1.6 Interactive Demo
The following code demonstrates the convergence of gradient descent on a smooth, strongly convex function and verifies the first-order optimality condition.
import numpy as np
# Strongly convex quadratic: f(x) = x^T Q x + b^T x
Q = np.array([[3.0, 0.5],
[0.5, 1.0]])
b_vec = np.array([-2.0, 1.0])
def f(x):
return x @ Q @ x + b_vec @ x
def grad_f(x):
return 2 * Q @ x + b_vec
# Optimal solution: grad f(x*) = 0 => x* = -0.5 * Q^{-1} b
x_star = -0.5 * np.linalg.solve(Q, b_vec)
f_star = f(x_star)
print(f"Optimal x* = {x_star}")
print(f"Optimal f* = {f_star:.6f}")
print(f"||grad f(x*)|| = {np.linalg.norm(grad_f(x_star)):.2e}\n")
# Condition number
eigvals = np.linalg.eigvalsh(2 * Q)
kappa = max(eigvals) / min(eigvals)
print(f"Eigenvalues of Hessian: {eigvals}")

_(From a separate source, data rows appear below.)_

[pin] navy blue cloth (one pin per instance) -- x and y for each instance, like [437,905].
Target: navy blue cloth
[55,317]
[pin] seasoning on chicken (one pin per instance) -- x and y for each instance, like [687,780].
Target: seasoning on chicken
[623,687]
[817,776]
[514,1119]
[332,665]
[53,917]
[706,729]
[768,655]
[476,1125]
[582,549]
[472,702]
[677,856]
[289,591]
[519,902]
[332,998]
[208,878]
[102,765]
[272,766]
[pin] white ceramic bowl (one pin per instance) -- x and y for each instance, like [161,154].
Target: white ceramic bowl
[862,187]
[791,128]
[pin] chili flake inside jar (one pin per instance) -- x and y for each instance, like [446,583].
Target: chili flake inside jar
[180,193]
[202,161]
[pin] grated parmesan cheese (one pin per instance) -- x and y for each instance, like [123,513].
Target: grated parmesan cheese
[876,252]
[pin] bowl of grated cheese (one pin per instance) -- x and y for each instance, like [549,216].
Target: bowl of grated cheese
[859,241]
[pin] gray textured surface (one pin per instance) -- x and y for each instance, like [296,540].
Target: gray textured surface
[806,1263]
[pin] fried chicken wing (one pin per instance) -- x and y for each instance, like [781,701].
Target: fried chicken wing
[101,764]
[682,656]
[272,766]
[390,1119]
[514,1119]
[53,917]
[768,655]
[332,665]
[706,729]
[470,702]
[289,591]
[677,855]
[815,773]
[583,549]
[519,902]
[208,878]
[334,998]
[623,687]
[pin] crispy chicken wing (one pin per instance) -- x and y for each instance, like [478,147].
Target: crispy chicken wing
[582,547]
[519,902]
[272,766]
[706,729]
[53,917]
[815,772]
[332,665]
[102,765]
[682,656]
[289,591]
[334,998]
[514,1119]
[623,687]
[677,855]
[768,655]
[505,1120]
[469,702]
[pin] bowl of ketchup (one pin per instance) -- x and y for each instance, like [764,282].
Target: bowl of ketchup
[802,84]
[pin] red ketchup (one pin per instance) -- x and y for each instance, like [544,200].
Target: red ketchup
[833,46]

print(f"Condition number kappa = {kappa:.2f}\n")
# Gradient descent
alpha = 1.0 / max(eigvals) # step size = 1/L
x = np.array([5.0, -3.0]) # initial point
history = []
for t in range(50):
gap = f(x) - f_star
dist = np.linalg.norm(x - x_star)
history.append((t, gap, dist))
x = x - alpha * grad_f(x)
print("Gradient descent convergence:")
print(f"{'Iter':>5} {'f(x)-f*':>14} {'||x-x*||':>14}")
for t, gap, dist in history[::5]:
print(f"{t:5d} {gap:14.6e} {dist:14.6e}")

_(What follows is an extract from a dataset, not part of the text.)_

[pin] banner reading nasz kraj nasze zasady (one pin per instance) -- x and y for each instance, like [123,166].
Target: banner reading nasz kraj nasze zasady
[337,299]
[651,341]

# Verify first-order optimality: grad(x*)^T (x - x*) >= 0
print("\nVerifying optimality condition at x*:")
np.random.seed(42)
for _ in range(5):
x_test = np.random.randn(2) * 3
val = grad_f(x_star) @ (x_test - x_star)
print(f" grad(x*)^T (x - x*) = {val:.2e} (should be ~0 for unconstrained)")Summary
- Convex sets are closed under intersection, affine images, and perspective maps; the separating hyperplane theorem guarantees that any point outside a closed convex set can be separated from it by a hyperplane.
- A function f is convex if f(\theta x + (1-\theta)y) \leq \theta f(x) + (1-\theta)f(y) for all \theta \in [0,1]; it is \mu-strongly convex if f - \frac{\mu}{2}\|\cdot\|^2 is convex, guaranteeing a unique minimizer and quadratic growth around it.
- Convexity is preserved by nonnegative weighted sums, pointwise suprema, and composition rules (e.g., g \circ f is convex when g is convex nondecreasing and f is convex), providing a calculus for building complex convex models from simple pieces.
- For unconstrained smooth convex problems, the first-order optimality condition \nabla f(x^*) = 0 is both necessary and sufficient; for constrained problems, the condition becomes \nabla f(x^*)^\top (y - x^*) \geq 0 for all feasible y.
- The dual norm \|z\|_* = \sup_{\|x\| \leq 1} \langle z, x \rangle measures the “size” of a vector relative to the original norm and satisfies the generalized Cauchy–Schwarz inequality |\langle x, y \rangle| \leq \|x\| \cdot \|y\|_*.
In the next chapter, we develop Lagrange duality — one of the most powerful frameworks in optimization. Duality provides a systematic way to construct lower bounds on optimal values, leading to certificates of optimality, the celebrated KKT conditions, and the foundation for interior point methods.